[v1] io_uring: validate user-controlled cq.head in io_cqe_cache_refill()

[PATCH AUTOSEL 7.0-6.18] io_uring: validate user-controlled cq.head in io_cqe_cache_refill()
Posted by Sasha Levin 4 days, 11 hours ago
From: Zizhi Wo <wozizhi@huawei.com>

[ Upstream commit f44d38a31f1802b7222adaea9ee69f9d280f698a ]

A fuzzing run reproduced an unkillable io_uring task stuck at ~100% CPU:

[root@fedora io_uring_stress]# ps -ef | grep io_uring
root  1240  1  99 13:36 ?  00:01:35 [io_uring_stress] <defunct>

The task loops inside io_cqring_wait() and never returns to userspace,
and SIGKILL has no effect.

This is caused by the CQ ring exposing rings->cq.head to userspace as
writable, while the authoritative tail lives in kernel-private
ctx->cached_cq_tail. io_cqe_cache_refill() computes free space as an
unsigned subtraction:

    free = ctx->cq_entries - min(tail - head, ctx->cq_entries);

If userspace keeps head within [0, tail], the subtraction is well
defined and min() just acts as a defensive clamp. But if userspace
advances head past tail, (tail - head) wraps to a huge value, free
becomes 0, and io_cqe_cache_refill() fails. The CQE is pushed onto the
overflow list and IO_CHECK_CQ_OVERFLOW_BIT is set.

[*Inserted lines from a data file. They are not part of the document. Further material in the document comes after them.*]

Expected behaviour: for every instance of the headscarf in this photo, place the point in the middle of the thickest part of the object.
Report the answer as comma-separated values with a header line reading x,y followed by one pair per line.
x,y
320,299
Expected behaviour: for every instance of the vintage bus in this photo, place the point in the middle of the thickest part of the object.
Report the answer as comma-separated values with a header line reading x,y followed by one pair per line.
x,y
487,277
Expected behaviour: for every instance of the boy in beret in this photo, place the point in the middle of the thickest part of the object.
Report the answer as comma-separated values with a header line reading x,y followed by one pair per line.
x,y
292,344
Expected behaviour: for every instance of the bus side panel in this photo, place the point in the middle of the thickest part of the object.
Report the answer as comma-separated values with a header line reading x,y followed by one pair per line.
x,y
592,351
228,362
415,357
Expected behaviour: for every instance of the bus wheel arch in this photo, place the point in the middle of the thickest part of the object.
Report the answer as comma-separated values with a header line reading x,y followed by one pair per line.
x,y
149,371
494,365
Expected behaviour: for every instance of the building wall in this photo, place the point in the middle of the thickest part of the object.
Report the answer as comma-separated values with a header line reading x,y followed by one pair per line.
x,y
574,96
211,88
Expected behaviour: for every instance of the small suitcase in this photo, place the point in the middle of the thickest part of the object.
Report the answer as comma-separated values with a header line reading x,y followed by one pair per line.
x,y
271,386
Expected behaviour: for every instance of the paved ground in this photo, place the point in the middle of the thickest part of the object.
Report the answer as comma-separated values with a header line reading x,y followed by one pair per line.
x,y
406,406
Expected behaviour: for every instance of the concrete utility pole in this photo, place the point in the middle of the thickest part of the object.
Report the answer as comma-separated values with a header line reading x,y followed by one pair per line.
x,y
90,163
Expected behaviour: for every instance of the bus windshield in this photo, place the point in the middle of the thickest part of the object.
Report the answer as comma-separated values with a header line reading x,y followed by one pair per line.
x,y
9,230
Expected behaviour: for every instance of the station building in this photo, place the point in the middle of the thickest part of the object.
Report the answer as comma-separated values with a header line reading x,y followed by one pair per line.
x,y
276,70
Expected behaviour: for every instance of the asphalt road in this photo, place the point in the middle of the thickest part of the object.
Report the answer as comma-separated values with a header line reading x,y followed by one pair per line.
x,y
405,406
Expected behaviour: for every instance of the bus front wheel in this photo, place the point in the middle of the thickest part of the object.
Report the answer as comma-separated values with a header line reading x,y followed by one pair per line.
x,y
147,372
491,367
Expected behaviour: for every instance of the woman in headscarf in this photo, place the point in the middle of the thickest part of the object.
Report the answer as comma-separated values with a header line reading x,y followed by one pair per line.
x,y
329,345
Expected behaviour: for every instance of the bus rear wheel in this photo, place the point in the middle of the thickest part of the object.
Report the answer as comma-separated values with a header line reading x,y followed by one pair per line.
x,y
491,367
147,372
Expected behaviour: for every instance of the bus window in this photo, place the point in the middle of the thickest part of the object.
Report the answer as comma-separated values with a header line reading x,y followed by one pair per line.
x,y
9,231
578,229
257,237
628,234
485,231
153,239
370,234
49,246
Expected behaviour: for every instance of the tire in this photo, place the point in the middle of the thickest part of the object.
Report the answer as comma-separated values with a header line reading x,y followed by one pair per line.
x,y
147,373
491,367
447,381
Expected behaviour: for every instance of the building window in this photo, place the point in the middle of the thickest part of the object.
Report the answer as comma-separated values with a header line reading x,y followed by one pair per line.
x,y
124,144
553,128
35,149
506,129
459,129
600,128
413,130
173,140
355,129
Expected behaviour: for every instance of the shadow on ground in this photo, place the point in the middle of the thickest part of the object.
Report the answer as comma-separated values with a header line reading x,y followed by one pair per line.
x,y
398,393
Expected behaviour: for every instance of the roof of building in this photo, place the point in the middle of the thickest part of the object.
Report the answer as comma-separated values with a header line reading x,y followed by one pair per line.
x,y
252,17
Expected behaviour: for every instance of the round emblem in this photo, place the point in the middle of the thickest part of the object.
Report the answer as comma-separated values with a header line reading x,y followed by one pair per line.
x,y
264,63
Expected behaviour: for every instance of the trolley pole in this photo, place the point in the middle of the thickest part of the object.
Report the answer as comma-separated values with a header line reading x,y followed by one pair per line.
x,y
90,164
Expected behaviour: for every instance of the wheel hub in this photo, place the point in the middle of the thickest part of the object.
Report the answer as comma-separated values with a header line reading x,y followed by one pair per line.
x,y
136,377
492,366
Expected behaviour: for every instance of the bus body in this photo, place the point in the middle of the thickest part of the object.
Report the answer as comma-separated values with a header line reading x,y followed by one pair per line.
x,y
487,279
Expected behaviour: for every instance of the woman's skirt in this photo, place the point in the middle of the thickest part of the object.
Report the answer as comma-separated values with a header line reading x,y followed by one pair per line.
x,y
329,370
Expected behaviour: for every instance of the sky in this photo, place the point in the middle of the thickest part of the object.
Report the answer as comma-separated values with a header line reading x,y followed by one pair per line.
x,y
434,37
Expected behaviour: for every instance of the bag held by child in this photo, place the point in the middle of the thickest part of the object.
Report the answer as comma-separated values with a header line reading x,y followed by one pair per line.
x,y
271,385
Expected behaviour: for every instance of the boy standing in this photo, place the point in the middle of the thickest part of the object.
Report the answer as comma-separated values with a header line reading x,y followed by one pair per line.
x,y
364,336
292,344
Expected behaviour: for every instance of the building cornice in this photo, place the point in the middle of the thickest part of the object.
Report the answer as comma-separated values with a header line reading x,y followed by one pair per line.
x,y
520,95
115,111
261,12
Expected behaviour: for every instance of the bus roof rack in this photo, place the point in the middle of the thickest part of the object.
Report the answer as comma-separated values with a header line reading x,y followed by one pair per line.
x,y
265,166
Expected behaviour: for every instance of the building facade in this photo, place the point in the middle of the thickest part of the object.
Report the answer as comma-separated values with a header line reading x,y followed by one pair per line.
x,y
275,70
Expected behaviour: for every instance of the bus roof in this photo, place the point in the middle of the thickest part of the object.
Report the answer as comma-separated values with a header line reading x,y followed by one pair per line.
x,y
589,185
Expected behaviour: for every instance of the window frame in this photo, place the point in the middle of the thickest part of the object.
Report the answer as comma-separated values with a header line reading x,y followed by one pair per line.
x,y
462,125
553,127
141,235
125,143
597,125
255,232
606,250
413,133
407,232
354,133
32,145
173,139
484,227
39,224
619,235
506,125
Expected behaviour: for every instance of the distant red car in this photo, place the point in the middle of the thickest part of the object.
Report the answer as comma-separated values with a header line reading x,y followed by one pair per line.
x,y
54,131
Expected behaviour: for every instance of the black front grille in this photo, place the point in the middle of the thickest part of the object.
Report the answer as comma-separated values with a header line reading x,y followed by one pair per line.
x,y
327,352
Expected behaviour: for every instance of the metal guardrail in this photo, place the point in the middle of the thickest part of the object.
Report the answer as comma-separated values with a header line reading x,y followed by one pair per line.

The wait loop in io_cqring_wait() relies on an invariant: refill() only
fails when the CQ is *physically* full, in which case rings->cq.tail has
been advanced to iowq->cq_tail and io_should_wake() returns true. The
tampered head breaks this: refill() fails while the ring is not full, no
OCQE is copied in, rings->cq.tail never catches up, io_should_wake()
stays false, and io_cqring_wait_schedule() keeps returning early because
IO_CHECK_CQ_OVERFLOW_BIT is still set. The result is a tight retry loop
that never returns to userspace.

Introduce io_cqring_queued() as the single point that converts the
(tail, head) pair into a trustworthy queued count. Since the real
head/tail distance is bounded by cq_entries (far below 2^31), a signed
comparison reliably detects userspace moving head past tail; in that
case treat the queue as empty so callers see the full cache as free and
forward progress is preserved.

Suggested-by: Jens Axboe <axboe@kernel.dk>
Signed-off-by: Zizhi Wo <wozizhi@huawei.com>
Link: https://patch.msgid.link/20260514021847.4062782-1-wozizhi@huaweicloud.com
[axboe: fixup commit message, kill 'queued' var, and keep it all in
io_uring.c]
Signed-off-by: Jens Axboe <axboe@kernel.dk>
Signed-off-by: Sasha Levin <sashal@kernel.org>
---

LLM Generated explanations, may be completely bogus:

## Phase 1: Commit Message Forensics
Record: Subsystem `io_uring`; action verb `validate`; intent is to
validate a user-controlled CQ head value used by
`io_cqe_cache_refill()`.

Record: Tags found: `Suggested-by: Jens Axboe`, `Signed-off-by: Zizhi
Wo`, `Link: https://patch.msgid.link/20260514021847.4062782-1-
wozizhi@huaweicloud.com`, maintainer edit note from Jens, `Signed-off-
by: Jens Axboe`. No `Fixes:`, `Reported-by:`, `Tested-by:`, `Reviewed-
by`, or `Cc: stable` tags were present.

Record: The commit describes a fuzzed, reproducible user-visible
failure: an `io_uring` task spins at about 100% CPU inside
`io_cqring_wait()`, never returns to userspace, and ignores `SIGKILL`.
Root cause is that userspace can write `rings->cq.head`; if it advances
`head` past the kernel-private `ctx->cached_cq_tail`, unsigned
subtraction wraps, `io_cqe_cache_refill()` sees no free space, overflow
stays set, and the wait loop keeps retrying.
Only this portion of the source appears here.